In-vitro fertilization is sold as a cure-all for those struggling with fertility issues — but not only does it rarely work, it also can cause a myriad of issues in the mother and child when it does.
Jennifer Lahl, founder of the Center for Bioethics and Culture Network, is one of the leading voices sounding the alarm.
“IVF is fraught with risk. It’s risky to the woman’s health; it’s risky to the health of the unborn child,” Lahl tells BlazeTV host Allie Beth Stuckey on “Relatable.” “You can just follow the CDC data, and for the last 10-plus years, overwhelmingly, all IVF cycles fail.”
Data is now coming out that IVF increases the chance of pregnancy-related complications, like preterm labor and birth defects.
“My grandson was born with a heart defect. And when his care was transferred to a big university hospital in California, two independent pediatric cardiologists there said, ‘Is he an IVF baby?’ He’s not, but in the medical literature, IVF babies have much higher rates of congenital heart defects at birth,” Lahl explains.

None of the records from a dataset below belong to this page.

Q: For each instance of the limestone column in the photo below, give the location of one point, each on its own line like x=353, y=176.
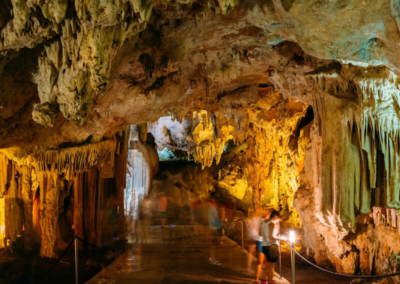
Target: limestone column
x=49, y=216
x=78, y=204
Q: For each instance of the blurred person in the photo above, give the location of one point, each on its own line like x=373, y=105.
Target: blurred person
x=270, y=243
x=214, y=231
x=253, y=224
x=162, y=208
x=222, y=222
x=195, y=212
x=143, y=232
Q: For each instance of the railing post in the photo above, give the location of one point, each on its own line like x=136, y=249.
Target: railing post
x=242, y=235
x=76, y=261
x=293, y=265
x=280, y=262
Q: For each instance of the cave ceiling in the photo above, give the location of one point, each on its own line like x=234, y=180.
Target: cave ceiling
x=77, y=71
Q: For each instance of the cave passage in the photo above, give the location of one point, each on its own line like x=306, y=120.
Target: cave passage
x=153, y=131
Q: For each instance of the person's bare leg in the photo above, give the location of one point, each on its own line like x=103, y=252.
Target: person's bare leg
x=260, y=262
x=252, y=248
x=212, y=253
x=271, y=267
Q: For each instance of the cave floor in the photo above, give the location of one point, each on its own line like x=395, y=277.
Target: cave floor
x=185, y=260
x=181, y=261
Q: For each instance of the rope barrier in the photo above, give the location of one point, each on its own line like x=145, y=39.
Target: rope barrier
x=338, y=274
x=63, y=254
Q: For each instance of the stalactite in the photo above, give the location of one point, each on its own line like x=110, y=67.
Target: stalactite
x=76, y=159
x=142, y=165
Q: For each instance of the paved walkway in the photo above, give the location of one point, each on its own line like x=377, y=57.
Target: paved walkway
x=183, y=261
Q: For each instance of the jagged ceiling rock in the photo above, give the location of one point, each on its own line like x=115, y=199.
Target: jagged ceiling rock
x=106, y=64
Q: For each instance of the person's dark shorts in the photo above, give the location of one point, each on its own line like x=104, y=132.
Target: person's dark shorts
x=258, y=247
x=271, y=250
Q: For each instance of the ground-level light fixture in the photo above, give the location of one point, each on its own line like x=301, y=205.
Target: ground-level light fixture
x=292, y=239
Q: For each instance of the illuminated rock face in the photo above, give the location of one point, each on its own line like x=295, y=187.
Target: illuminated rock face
x=50, y=196
x=74, y=72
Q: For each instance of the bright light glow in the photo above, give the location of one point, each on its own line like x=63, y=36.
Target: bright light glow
x=292, y=236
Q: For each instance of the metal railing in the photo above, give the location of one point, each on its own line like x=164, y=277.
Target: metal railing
x=332, y=272
x=75, y=242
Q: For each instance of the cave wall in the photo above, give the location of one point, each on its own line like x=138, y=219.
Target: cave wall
x=50, y=196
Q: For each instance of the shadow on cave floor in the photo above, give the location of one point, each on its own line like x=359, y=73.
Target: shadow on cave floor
x=179, y=260
x=185, y=260
x=30, y=269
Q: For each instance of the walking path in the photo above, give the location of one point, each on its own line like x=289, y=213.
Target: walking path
x=183, y=261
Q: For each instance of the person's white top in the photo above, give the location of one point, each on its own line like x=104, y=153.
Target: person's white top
x=265, y=234
x=253, y=225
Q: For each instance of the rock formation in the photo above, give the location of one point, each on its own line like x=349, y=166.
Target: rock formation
x=309, y=90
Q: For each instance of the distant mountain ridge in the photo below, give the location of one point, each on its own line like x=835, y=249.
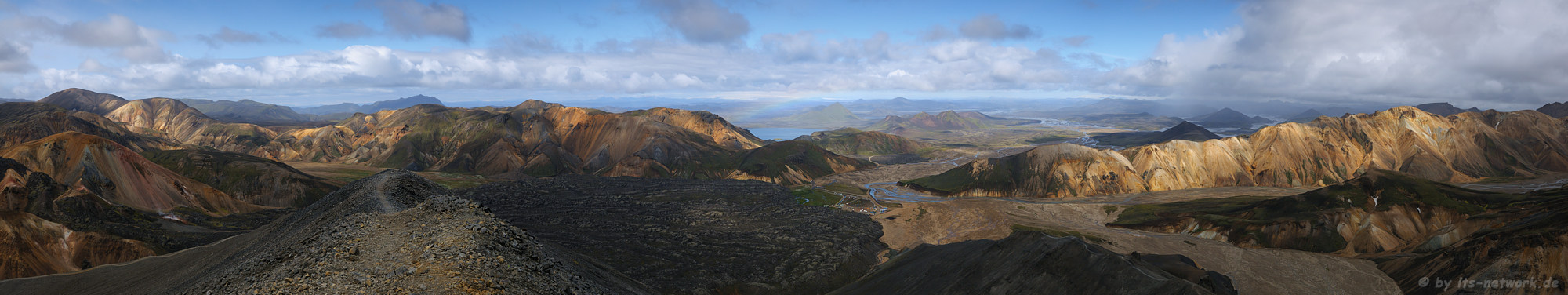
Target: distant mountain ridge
x=1556, y=109
x=252, y=112
x=943, y=122
x=1443, y=109
x=1227, y=118
x=1183, y=131
x=349, y=107
x=1462, y=148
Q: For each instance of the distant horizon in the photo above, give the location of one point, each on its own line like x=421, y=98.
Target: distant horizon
x=1490, y=54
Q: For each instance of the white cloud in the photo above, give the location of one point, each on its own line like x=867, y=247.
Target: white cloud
x=1492, y=53
x=413, y=20
x=238, y=37
x=702, y=21
x=992, y=27
x=344, y=31
x=15, y=57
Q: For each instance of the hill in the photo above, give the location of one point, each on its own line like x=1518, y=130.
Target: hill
x=1556, y=109
x=1443, y=109
x=247, y=178
x=1227, y=118
x=85, y=101
x=29, y=122
x=943, y=122
x=252, y=112
x=165, y=118
x=855, y=142
x=1461, y=148
x=390, y=233
x=120, y=175
x=1185, y=131
x=540, y=139
x=826, y=117
x=1363, y=216
x=1028, y=263
x=686, y=236
x=1136, y=122
x=344, y=111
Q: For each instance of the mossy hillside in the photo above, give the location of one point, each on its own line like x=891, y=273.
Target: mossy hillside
x=239, y=173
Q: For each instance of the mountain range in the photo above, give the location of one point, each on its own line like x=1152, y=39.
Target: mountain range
x=1462, y=148
x=943, y=122
x=252, y=112
x=344, y=111
x=1183, y=131
x=1227, y=118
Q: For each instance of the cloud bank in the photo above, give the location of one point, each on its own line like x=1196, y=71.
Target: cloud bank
x=1345, y=51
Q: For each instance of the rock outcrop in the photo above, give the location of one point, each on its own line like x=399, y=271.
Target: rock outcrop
x=122, y=177
x=943, y=122
x=393, y=233
x=29, y=122
x=175, y=120
x=1459, y=148
x=686, y=236
x=1376, y=214
x=247, y=178
x=1025, y=263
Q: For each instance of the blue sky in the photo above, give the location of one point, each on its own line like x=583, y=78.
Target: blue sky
x=324, y=53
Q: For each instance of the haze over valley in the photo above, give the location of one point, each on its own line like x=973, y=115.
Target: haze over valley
x=702, y=147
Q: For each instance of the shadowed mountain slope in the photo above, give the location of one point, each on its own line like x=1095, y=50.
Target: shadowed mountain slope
x=1461, y=148
x=120, y=175
x=1025, y=263
x=1185, y=131
x=684, y=236
x=29, y=122
x=387, y=235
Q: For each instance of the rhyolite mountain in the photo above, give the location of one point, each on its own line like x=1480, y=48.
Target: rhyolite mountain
x=165, y=118
x=1523, y=241
x=1227, y=118
x=532, y=139
x=29, y=122
x=252, y=112
x=390, y=233
x=76, y=202
x=1461, y=148
x=247, y=178
x=344, y=111
x=694, y=236
x=1414, y=228
x=120, y=175
x=1183, y=131
x=1443, y=109
x=540, y=139
x=943, y=122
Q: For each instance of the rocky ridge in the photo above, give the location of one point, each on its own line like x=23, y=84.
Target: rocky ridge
x=1461, y=148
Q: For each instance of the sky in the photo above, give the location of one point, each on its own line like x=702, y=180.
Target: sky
x=1492, y=54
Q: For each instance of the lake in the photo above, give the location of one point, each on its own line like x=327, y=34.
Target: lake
x=782, y=134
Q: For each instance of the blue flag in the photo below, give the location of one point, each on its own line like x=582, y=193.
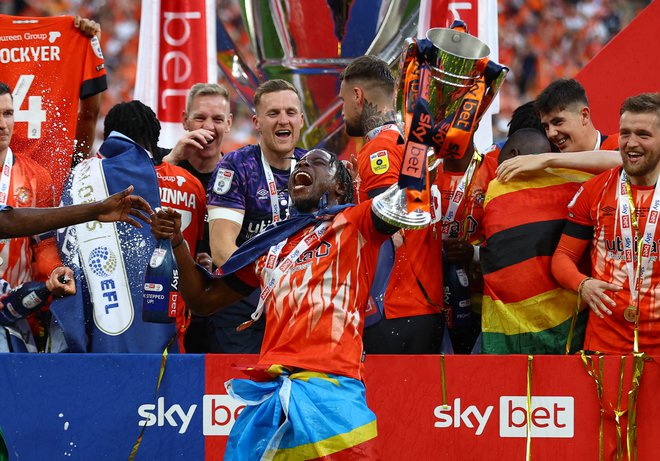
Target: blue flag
x=109, y=259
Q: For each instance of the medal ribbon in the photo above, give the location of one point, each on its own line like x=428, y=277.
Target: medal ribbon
x=274, y=272
x=381, y=129
x=272, y=186
x=629, y=221
x=5, y=179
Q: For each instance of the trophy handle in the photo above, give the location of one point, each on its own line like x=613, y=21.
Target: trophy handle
x=403, y=112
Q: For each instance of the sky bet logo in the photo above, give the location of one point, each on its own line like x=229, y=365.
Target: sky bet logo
x=551, y=417
x=219, y=414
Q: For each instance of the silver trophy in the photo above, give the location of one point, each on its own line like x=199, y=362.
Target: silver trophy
x=308, y=43
x=441, y=71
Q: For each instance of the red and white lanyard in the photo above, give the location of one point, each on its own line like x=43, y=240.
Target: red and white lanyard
x=272, y=187
x=274, y=271
x=378, y=130
x=459, y=194
x=5, y=177
x=629, y=221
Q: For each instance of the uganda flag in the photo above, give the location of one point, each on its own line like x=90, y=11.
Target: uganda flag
x=525, y=311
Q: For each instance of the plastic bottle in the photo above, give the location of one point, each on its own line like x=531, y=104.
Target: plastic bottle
x=22, y=301
x=161, y=285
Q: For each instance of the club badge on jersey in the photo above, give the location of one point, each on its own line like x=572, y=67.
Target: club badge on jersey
x=223, y=181
x=380, y=162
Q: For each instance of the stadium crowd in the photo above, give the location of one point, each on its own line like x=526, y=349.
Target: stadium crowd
x=543, y=245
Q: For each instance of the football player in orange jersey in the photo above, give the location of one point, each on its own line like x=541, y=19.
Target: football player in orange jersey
x=617, y=212
x=315, y=270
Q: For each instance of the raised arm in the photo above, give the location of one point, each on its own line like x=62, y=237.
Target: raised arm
x=20, y=222
x=203, y=295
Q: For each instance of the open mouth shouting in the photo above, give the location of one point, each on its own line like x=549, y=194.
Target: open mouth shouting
x=301, y=180
x=283, y=135
x=561, y=142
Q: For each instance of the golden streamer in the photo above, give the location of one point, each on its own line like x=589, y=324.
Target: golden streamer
x=443, y=381
x=530, y=358
x=597, y=376
x=163, y=361
x=618, y=413
x=631, y=437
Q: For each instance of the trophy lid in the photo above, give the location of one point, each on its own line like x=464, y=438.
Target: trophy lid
x=458, y=43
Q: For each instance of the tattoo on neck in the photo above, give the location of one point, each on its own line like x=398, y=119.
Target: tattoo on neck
x=372, y=117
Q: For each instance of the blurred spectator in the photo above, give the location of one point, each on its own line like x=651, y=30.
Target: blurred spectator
x=541, y=41
x=544, y=41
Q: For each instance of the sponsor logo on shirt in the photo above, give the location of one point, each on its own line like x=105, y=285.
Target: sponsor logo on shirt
x=380, y=162
x=223, y=181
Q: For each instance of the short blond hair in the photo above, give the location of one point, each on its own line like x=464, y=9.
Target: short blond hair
x=273, y=86
x=205, y=89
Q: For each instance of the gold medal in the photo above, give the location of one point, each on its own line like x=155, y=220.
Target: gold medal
x=630, y=314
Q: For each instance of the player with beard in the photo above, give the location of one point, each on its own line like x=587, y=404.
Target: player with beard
x=412, y=323
x=617, y=213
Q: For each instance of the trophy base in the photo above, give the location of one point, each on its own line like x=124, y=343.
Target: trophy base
x=392, y=207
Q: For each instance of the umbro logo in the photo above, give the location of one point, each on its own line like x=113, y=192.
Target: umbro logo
x=608, y=210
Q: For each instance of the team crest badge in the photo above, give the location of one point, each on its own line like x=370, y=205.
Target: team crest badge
x=380, y=162
x=23, y=196
x=223, y=181
x=96, y=47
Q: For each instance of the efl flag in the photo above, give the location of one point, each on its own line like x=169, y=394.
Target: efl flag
x=175, y=37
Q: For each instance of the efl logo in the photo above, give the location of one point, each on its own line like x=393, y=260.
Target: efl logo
x=551, y=417
x=220, y=413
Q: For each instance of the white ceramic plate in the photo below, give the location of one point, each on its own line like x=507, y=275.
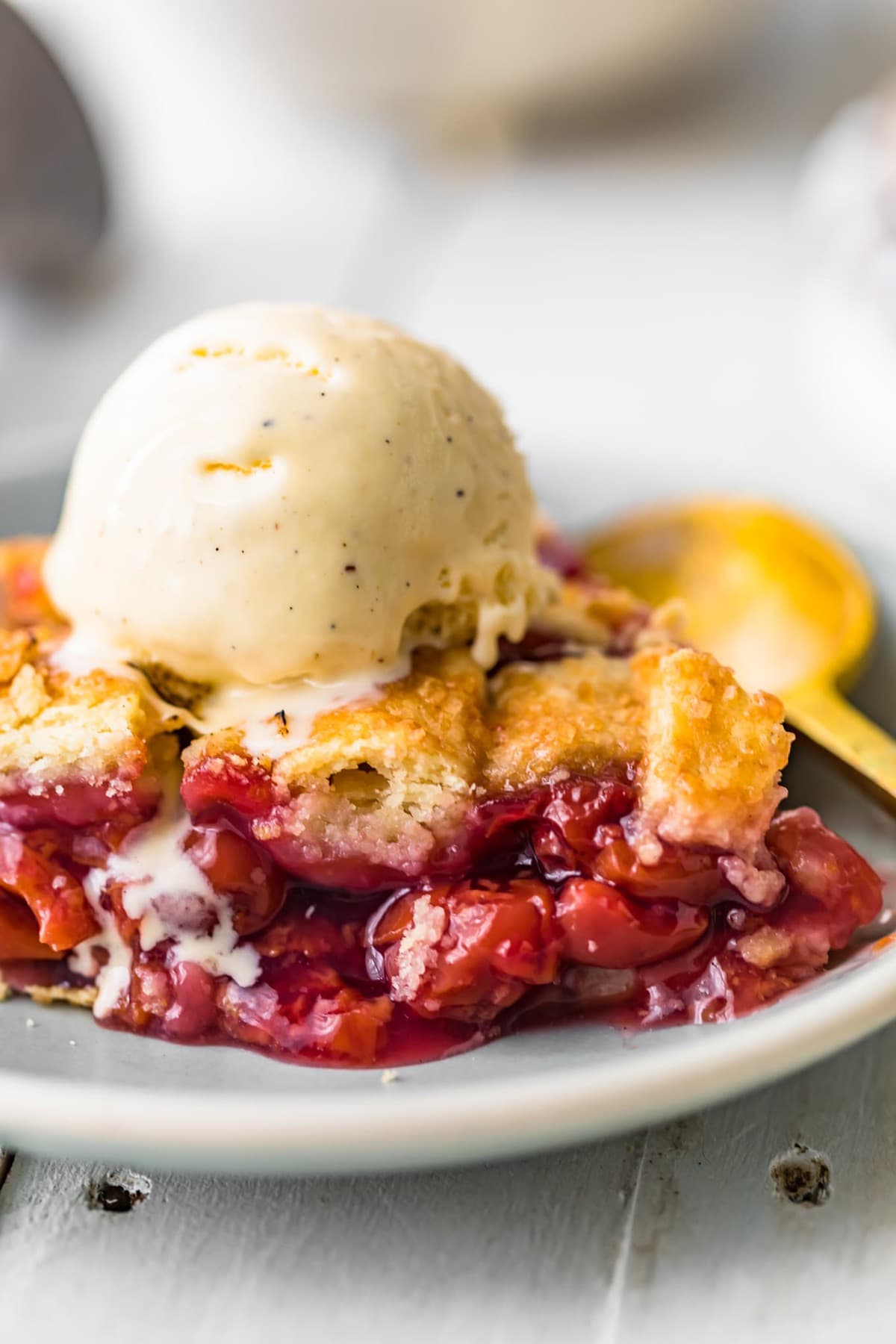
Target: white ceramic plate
x=70, y=1088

“Shouldn’t that be something that at least could make us pause and think? We know that pregnancy is risky; I know that, you know, any child that’s born healthy, praise God, because there’s a lot of things that can go wrong to make children born with all kinds of defects, but knowingly doing it, I think, is problematic,” she continues.
Stuckey has also done her research on the issues associated with IVF, and one of them is a higher prevalence of the child being diagnosed with autism.
“Specifically because there was a fertility problem on the father’s part. So that is because say a dad has basically immobile sperm. They’re just not fast enough, strong enough, to do what they have to do in the natural fertility reproduction process,” Stuckey says, noting that in IVF they “take the sperm and put it on the egg.”
“There is a reason that that sperm isn’t working. There’s an underlying issue there that will affect the baby that is born, because those sperm weren’t supposed to re-create, and when you force them to re-create, then the baby is going to inherit a lot of problems,” she adds.
“People like to say, ‘We’re playing God,’ and I always say, ‘Well, no, because God doesn’t play that way. We’re playing naughty people,’” Lahl agrees.
“There’s a natural order to how things are supposed to work and how our bodies are supposed to work, and even though the human body is incredibly resilient, our fertility is very fragile,” she adds.